- Founded: 1999
- Genre: Reissues of Frank Sinatra recordings
- Country of origin: United States
- Location: Burbank, California

= Artanis Entertainment Group =

American media group

Artanis Entertainment Group is an American media group specialising in reissues of archival material. The company was founded by Frank Sinatra and Warner Bros. Records to make films and the name comes from Sinatra's surname spelled backwards. The company was reactivated as a record label following Sinatra's death in 1998, releasing several archived live concerts that had been previously unreleased.

==History==
===Films===
Artanis Productions, Inc. produced the Sinatra-starring films None but the Brave (1965) and The First Deadly Sin (1980), and the TV movie Contract on Cherry Street (1977).

===Record label===

Artanis Entertainment Group was founded in 1999 by Sinatra's family. The name of the label is "Sinatra" spelled backwards. The new label grew out of a deal between Warner Bros. Records and Reprise Records (Sinatra's label), creating the new Artanis label. As part of the deal, the family moved the record company to Warner's headquarters in Burbank, California.

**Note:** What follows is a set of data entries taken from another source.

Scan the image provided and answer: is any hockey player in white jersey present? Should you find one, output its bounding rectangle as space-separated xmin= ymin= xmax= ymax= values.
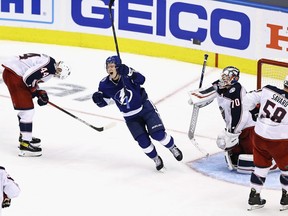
xmin=189 ymin=66 xmax=257 ymax=173
xmin=0 ymin=166 xmax=20 ymax=216
xmin=243 ymin=76 xmax=288 ymax=210
xmin=2 ymin=53 xmax=70 ymax=156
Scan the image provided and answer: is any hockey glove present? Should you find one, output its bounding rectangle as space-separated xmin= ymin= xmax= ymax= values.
xmin=188 ymin=86 xmax=217 ymax=108
xmin=117 ymin=64 xmax=135 ymax=78
xmin=216 ymin=129 xmax=240 ymax=151
xmin=2 ymin=193 xmax=11 ymax=208
xmin=29 ymin=85 xmax=39 ymax=98
xmin=37 ymin=90 xmax=49 ymax=106
xmin=92 ymin=91 xmax=107 ymax=107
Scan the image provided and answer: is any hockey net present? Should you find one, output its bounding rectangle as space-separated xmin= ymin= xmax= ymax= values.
xmin=257 ymin=59 xmax=288 ymax=89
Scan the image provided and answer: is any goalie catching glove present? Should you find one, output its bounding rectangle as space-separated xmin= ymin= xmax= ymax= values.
xmin=188 ymin=86 xmax=216 ymax=108
xmin=216 ymin=129 xmax=240 ymax=151
xmin=2 ymin=193 xmax=11 ymax=208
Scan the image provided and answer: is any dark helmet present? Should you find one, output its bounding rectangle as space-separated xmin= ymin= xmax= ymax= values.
xmin=219 ymin=66 xmax=240 ymax=88
xmin=106 ymin=56 xmax=121 ymax=68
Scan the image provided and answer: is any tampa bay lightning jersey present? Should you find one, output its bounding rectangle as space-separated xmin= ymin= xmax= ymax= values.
xmin=98 ymin=71 xmax=147 ymax=117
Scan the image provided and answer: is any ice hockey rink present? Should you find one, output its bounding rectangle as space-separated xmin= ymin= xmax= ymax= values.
xmin=0 ymin=41 xmax=287 ymax=216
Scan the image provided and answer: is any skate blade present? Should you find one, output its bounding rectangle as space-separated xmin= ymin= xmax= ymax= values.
xmin=18 ymin=151 xmax=42 ymax=157
xmin=279 ymin=205 xmax=288 ymax=211
xmin=157 ymin=167 xmax=167 ymax=173
xmin=247 ymin=205 xmax=264 ymax=211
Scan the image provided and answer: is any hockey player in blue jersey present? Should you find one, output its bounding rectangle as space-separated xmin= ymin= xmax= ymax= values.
xmin=92 ymin=56 xmax=183 ymax=170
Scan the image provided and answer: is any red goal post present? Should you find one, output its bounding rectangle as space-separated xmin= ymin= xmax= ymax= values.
xmin=257 ymin=58 xmax=288 ymax=89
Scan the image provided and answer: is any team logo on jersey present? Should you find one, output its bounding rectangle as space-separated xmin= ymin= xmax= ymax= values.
xmin=229 ymin=87 xmax=236 ymax=93
xmin=114 ymin=88 xmax=133 ymax=105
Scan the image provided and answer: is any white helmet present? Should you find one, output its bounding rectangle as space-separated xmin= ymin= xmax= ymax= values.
xmin=219 ymin=66 xmax=240 ymax=88
xmin=55 ymin=61 xmax=71 ymax=79
xmin=284 ymin=75 xmax=288 ymax=88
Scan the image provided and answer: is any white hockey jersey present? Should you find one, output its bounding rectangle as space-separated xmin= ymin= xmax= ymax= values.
xmin=213 ymin=81 xmax=255 ymax=133
xmin=2 ymin=53 xmax=56 ymax=87
xmin=243 ymin=85 xmax=288 ymax=140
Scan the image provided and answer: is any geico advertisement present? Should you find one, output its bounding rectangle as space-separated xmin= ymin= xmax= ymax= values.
xmin=0 ymin=0 xmax=288 ymax=59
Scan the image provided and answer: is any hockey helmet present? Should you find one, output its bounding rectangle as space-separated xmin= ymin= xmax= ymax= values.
xmin=55 ymin=61 xmax=71 ymax=79
xmin=106 ymin=56 xmax=121 ymax=69
xmin=284 ymin=75 xmax=288 ymax=88
xmin=219 ymin=66 xmax=240 ymax=88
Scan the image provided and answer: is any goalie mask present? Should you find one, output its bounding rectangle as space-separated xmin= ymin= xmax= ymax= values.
xmin=55 ymin=61 xmax=71 ymax=79
xmin=219 ymin=66 xmax=240 ymax=88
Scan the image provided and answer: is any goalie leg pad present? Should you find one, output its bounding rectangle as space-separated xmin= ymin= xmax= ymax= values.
xmin=237 ymin=154 xmax=255 ymax=174
xmin=224 ymin=151 xmax=236 ymax=170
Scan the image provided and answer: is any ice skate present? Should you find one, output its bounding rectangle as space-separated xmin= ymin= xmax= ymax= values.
xmin=18 ymin=140 xmax=42 ymax=157
xmin=280 ymin=189 xmax=288 ymax=211
xmin=169 ymin=145 xmax=183 ymax=161
xmin=247 ymin=188 xmax=266 ymax=211
xmin=153 ymin=156 xmax=164 ymax=171
xmin=19 ymin=133 xmax=41 ymax=147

The label's first two reissues in 1999 were The Summit, a previously unreleased live recording from a 1962 set by Sinatra, Dean Martin, and Sammy Davis Jr., and Sinatra '57 in Concert, a remastered recording of Sinatra's June 9, 1957 concert in Seattle. Later releases include Robin and the 7 Hoods (1964) and The Sinatra Family Wish You a Merry Christmas (1968).